Elle aussi. Elle aussi, elle va à l’école. Elle aussi, elle aime la vie. Elle aussi, elle trouve que la Terre tourne trop vite, quelquefois. Vous également, n’est-ce pas ? Et si elle vous annonçais qu’elle aussi a été victime d’agression sexuelle ? C’est une déclaration choquante et inattendue à faire en public, que ce soit face à face ou sur les réseaux sociaux. Alors, détrompez-moi s’il le faut, le mouvement #MeToo fait partie des grands événements médiatiques des derniers temps, aux côtés de Black Lives Matter et de la reconnaissance des droits LGBTQ+.

Si Heaven avait trouvé la clé du paradis sur Terre

Quoique ce mouvement ait pris son envol sur les médias en 2017, il fut créé en 2007 par Tarana Burke, une travailleuse sociale de New York, pour accompagner les victimes d’agressions sexuelles. Cependant, encore plus loin dans le temps, l’élément déclencheur de notre histoire se déroule en 1997, dans un camp de jour en Alabama. Tarana Burke y est alors monitrice, et une enfant de douze ans qu’elle appelle Heaven désire discuter avec elle en privé. L’adolescente lui révèle qu’elle est victime d’agression de la part du copain de sa mère.

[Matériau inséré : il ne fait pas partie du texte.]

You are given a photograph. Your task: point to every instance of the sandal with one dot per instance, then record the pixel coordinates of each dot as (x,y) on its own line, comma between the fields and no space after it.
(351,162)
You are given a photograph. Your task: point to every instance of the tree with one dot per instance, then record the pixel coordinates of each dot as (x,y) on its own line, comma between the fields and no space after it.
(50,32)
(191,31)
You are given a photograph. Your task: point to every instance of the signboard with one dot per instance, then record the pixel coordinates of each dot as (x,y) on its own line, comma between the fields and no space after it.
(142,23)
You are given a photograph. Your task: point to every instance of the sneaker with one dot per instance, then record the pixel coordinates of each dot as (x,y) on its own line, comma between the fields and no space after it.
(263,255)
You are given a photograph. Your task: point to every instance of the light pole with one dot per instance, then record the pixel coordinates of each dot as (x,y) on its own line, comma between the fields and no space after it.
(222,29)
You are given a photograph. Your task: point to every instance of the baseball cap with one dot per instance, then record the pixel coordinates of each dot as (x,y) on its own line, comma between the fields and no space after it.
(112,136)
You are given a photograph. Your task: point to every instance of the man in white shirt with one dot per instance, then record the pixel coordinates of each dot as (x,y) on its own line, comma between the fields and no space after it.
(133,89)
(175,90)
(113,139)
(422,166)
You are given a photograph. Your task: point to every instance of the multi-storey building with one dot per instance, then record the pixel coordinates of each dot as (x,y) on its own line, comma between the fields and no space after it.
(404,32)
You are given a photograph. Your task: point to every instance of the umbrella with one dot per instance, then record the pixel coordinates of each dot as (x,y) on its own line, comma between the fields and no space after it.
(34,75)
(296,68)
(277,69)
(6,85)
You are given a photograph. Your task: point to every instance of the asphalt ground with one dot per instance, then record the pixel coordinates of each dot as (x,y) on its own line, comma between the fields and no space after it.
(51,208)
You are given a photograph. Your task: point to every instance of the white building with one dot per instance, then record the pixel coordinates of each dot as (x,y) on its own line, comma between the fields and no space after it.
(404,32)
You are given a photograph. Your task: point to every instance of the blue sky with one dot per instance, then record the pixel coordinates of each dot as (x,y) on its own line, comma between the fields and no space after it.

Tarana, elle aussi, est une survivante.

Malgré cela, elle n’arrive pas à supporter le poids de la confidence de Heaven et laisse la jeune fille à elle-même au bout de cinq minutes. On n’a jamais revu Heaven au camp de jour après cela et l’on ne sait pas ce qu’elle est devenue. 

Malheureusement, Tarana a été incapable de prononcer ces mots : « Moi aussi. »

Dix ans plus tard, elle fonde la communauté MeToo en guise de soutien aux victimes d’assauts sexuels, principalement auprès des femmes racisées.

L’envol de l’oiseau

Le 15 octobre 2017, l’actrice Alyssa Milano a recommandé à « toutes les femmes qui ont été agressées ou harcelées sexuellement d’écrire Me Too. » Et en l’espace de 24 heures, le réseau social Facebook était bombardé de plus de 12 millions de messages, commentaires, réactions et plus concernant cet appel de solidarité. Effectivement, elle et plusieurs autres femmes, notamment des actrices, ont dénoncé Harvey Weinstein, ex-producteur d’Hollywood, pour ses comportements sexuels déplacés envers ses collaboratrices. Le reste du monde s’est alors approprié ce mot-clic pour s’ouvrir publiquement sur ce sujet encore tabou, autant chez les hommes que chez les femmes.

L’onde de choc au Québec

Il est facile de dire que cette vague de dénonciations n’a pas uniquement ébranlé Hollywood : le Québec n’en a pas été épargné, c’est certain.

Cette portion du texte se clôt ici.